Figure 10. Endogenous MITOL translocates to peroxisomes.

Figure 10

  1. To generate MITOL‐3Flag knock‐in (KI) HCT116 cell lines, 3xFlag gene cassettes were inserted upstream of the MITOL stop codon using CRISPR/Cas9‐based gene editing. Insertion of the 3Flag‐tag was verified by immunoblotting with an anti‐Flag antibody. Asterisk indicates a cross‐reacting band.

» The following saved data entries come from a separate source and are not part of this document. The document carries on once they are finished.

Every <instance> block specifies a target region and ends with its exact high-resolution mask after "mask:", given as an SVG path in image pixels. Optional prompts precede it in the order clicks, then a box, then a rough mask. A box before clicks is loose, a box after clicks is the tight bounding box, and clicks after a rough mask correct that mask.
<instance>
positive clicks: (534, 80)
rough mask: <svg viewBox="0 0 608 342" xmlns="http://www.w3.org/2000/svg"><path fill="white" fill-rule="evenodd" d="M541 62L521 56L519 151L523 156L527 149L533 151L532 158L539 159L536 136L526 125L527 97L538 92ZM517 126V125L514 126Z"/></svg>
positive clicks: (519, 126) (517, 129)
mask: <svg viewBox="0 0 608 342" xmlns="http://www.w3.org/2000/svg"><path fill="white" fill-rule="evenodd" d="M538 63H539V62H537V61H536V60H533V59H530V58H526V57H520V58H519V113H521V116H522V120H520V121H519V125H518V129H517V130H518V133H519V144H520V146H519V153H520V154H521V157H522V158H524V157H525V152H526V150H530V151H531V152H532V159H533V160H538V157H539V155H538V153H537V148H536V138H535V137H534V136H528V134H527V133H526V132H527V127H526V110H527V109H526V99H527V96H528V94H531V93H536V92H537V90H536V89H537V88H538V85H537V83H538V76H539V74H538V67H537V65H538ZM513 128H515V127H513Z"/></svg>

  2. The MITOL subcellular localization was observed in MITOL‐3Flag KI HCT116 cells stably expressing HA‐Parkin with anti‐Flag, anti‐catalase, and anti‐Hsp60 antibodies. Endogenous MITOL (detectable with an anti‐Flag antibody) overlapped with Hsp60 under steady‐state conditions, whereas 3 h of valinomycin (10 μM) treatment induced translocation of endogenous MITOL from mitochondria to peroxisomes. Higher magnification images of the boxed regions are shown in the bottom panel. Scale bars, 10 μm.

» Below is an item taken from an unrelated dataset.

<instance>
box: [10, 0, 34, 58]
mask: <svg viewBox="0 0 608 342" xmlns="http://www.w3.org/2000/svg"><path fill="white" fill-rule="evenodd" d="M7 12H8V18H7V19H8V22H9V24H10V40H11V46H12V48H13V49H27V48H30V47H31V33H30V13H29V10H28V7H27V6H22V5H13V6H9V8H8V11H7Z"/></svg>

  3. Correlation statistics for the localization of endogenous MITOL‐3Flag with catalase. Dots indicate individual Pearson correlation coefficient data points. In the box‐plots, the center lines show the medians, box limits indicate the 25th and 75th percentiles as determined by the R software package, and whiskers extend 1.5 times the interquartile range from the 25th and 75th percentiles. Means and the number of samples are shown on the box and the X‐axis, respectively. Statistical significance was calculated using a one‐tailed Welch's t‐test.
  4. The extraction of endogenous MITOL from depolarized mitochondria is blocked by the p97/VCP inhibitor NMS‐873. Higher magnification images of the boxed regions are shown in the lower panel. Scale bars, 10 μm.
  5. Correlation statistics for the localization of endogenous MITOL and PMP70 in the presence of NMS‐873. Dots indicate individual Pearson correlation coefficient data points. In the box‐plots, the center lines show the medians, box limits indicate the 25th and 75th percentiles as determined by the R software package, and whiskers extend 1.5 times the interquartile range from the 25th and 75th percentiles. Means and the number of samples are shown on the box and the X‐axis, respectively. Statistical significance was calculated using a one‐tailed Welch's t‐test.
  6. Endogenous MITOL is ubiquitylated following valinomycin treatment. After MITOL‐3Flag KI HCT116 cells stably expressing HA‐Parkin were treated with valinomycin for 3 h, the collected cell lysates were immunoprecipitated with anti‐Flag magnetic beads. The immunoprecipitates were blotted using anti‐Flag and anti‐ubiquitin antibodies. Red bars indicate ubiquitylation; the black arrowhead indicates MITOL‐3Flag.